Boutz Daniel R, Horton Andrew P, Wine Yariv, Lavinder Jason J, Georgiou George, Marcotte Edward M
Center for Systems & Synthetic Biology, †Institute for Cellular and Molecular Biology, ⊥Department of Biomedical Engineering, §Department of Chemical Engineering, and ∥Department of Molecular Biosciences, University of Texas at Austin , Austin, Texas 78712, United States.
Anal Chem. 2014 May 20;86(10):4758-66. doi: 10.1021/ac4037679. Epub 2014 May 1.
Characterizing the in vivo dynamics of the polyclonal antibody repertoire in serum, such as that which might arise in response to stimulation with an antigen, is difficult due to the presence of many highly similar immunoglobulin proteins, each specified by distinct B lymphocytes. These challenges have precluded the use of conventional mass spectrometry for antibody identification based on peptide mass spectral matches to a genomic reference database. Recently, progress has been made using bottom-up analysis of serum antibodies by nanoflow liquid chromatography/high-resolution tandem mass spectrometry combined with a sample-specific antibody sequence database generated by high-throughput sequencing of individual B cell immunoglobulin variable domains (V genes). Here, we describe how intrinsic features of antibody primary structure, most notably the interspersed segments of variable and conserved amino acid sequences, generate recurring patterns in the corresponding peptide mass spectra of V gene peptides, greatly complicating the assignment of correct sequences to mass spectral data. We show that the standard method of decoy-based error modeling fails to account for the error introduced by these highly similar sequences, leading to a significant underestimation of the false discovery rate.
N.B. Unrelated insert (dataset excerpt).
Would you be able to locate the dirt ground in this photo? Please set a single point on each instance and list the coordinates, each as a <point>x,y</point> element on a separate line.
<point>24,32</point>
Because of these effects, antibody-derived peptide mass spectra require increased stringency in their interpretation. The use of filters based on the mean precursor ion mass accuracy of peptide-spectrum matches is shown to be particularly effective in distinguishing between "true" and "false" identifications. These findings highlight important caveats associated with the use of standard database search and error-modeling methods with nonstandard data sets and custom sequence databases.
由于存在许多高度相似的免疫球蛋白蛋白,每种蛋白由不同的B淋巴细胞指定,因此表征血清中多克隆抗体库的体内动态变化(例如对抗原刺激可能产生的动态变化)具有一定难度。这些挑战使得基于肽质谱与基因组参考数据库匹配来鉴定抗体的传统质谱方法无法使用。最近,通过纳流液相色谱/高分辨率串联质谱对血清抗体进行自下而上的分析,并结合通过对单个B细胞免疫球蛋白可变区(V基因)进行高通量测序生成的样本特异性抗体序列数据库,取得了一定进展。在此,我们描述了抗体一级结构的内在特征,最显著的是可变氨基酸序列和保守氨基酸序列的穿插片段,如何在V基因肽段的相应肽质谱中产生重复模式,这使得将正确序列分配给质谱数据变得极为复杂。我们表明,基于诱饵的错误建模标准方法无法考虑这些高度相似序列引入的错误,导致对错误发现率的显著低估。由于这些影响,抗体衍生的肽质谱在解释时需要更高的严格性。基于肽谱匹配的平均前体离子质量准确度使用过滤器被证明在区分“真”和“假”鉴定方面特别有效。这些发现突出了与使用标准数据库搜索和错误建模方法处理非标准数据集和定制序列数据库相关的重要注意事项。